Our values are also lower than those published by Garcia-Saenz and co-workers,8 who investigated the penetration of orally administered moxifloxacin into the human aqueous humor. They found that moxifloxacin achieved a mean±SD aqueous concentration of 2.33±0.85 μg/ml. The authors did not study the intravitreal penetration of moxifloxacin. Although they too administered only a single tablet of 400 mg of moxifloxacin, they employed two-dimensional diffusion microbiological assay to estimate the antibiotic concentrations, and not HPLC as used by us. But whether the difference in methodology could account for the difference is debatable since the sensitivities and reproducibility of results of these two methods have been comparable.20 Garcia-Saenz et al16 also administered the tablet 10 h prior to sampling. We administered the tablets roughly 2 h prior to sampling since it has been shown that the mean steady state C(max) of 3.2–4.5 mg/l was reached in 1.5 h after oral administration of a single 400 mg tablet. In order to precisely determine whether this fact accounts for the difference in intraocular levels, we would have to increase the time interval between tablet intake and sample collection from 2 h to further 4, 6, 8, and 10 h postdosage. Our present study evaluated only the possibility of using moxifloxacin approximately 2 h before surgery and its relevant concentrations in the aqueous, vitreous, and plasma samples. We are in the process of initiating another study with intraocular samples being taken at different time frames after administration of moxifloxacin tablet.

Despite the low intraocular levels achieved in our study, the aqueous concentrations exceeded the MIC90 of several organisms (Table 1).15 These included Gram-positive bacteria such as Staphylococcus aureus (MSSA), Streptococcus pneumoniae, and Streptococcus pyogenes, Gram-negative bacteria such as H. influenzae, Klebsiella pneumoniae, Moraxella catarrhalis, N. gonorrhoeae, P. mirabilis, and Enterobacter species, anaerobic bacteria such as Clostridium perfringens, and P. acnes. As found previously,10 the vitreous levels achieved were lower than the aqueous levels in our study, confirming that the blood-aqueous barrier is more permeable than the blood–retinal barrier. However, the vitreous levels were sufficient to exceed the MIC90 of a few organisms such as H. influenzae, M. catarrhalis, N. gonorrhoeae, P. mirabilis, Legionella pneumophila, and Enterobacter species.

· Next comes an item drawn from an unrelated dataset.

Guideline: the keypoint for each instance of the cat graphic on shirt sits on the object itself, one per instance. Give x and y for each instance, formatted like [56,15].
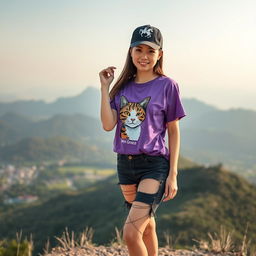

Of note, in our study, moxifloxacin was unable to achieve even aqueous levels that would be effective against Staphylococcus epidermidis, Pseudomonas aeuroginosa, and Staphylococcus aureus (MRSA) species; the former being the most common cause of postoperative endophthalmitis.1 Intravitreal levels that would be effective against Staphylococcus epidermidis, Staphylococcus aureus (MRSA), and P. acnes were also not achieved in our study. But before concluding that oral moxifloxacin might not be a suitable initial treatment choice in endophthalmitis, studies evaluating the intraocular levels after different time intervals following administration as well as the cumulative levels achieved after 2 or more days of dosage need to be carried out.

In summary, orally administered moxifloxacin achieves therapeutic levels in the noninflammed human eye, especially with the levels achieved in the aqueous effective against a variety of pathogens. However, the spectrum of coverage does not appropriately encompass the most common causative organisms in endophthalmitis, especially Staphylococcus epidermidis. The pharmacokinetic findings of this investigation also show that orally administered 400 mg of moxifloxacin can achieve relatively higher aqueous when compared to vitreous concentrations. The concentrations achieved are independent of the phakic status of the eye. Future studies will be needed to precisely define the role of orally administered moxifloxacin in the treatment of or prophylaxis against intraocular infections.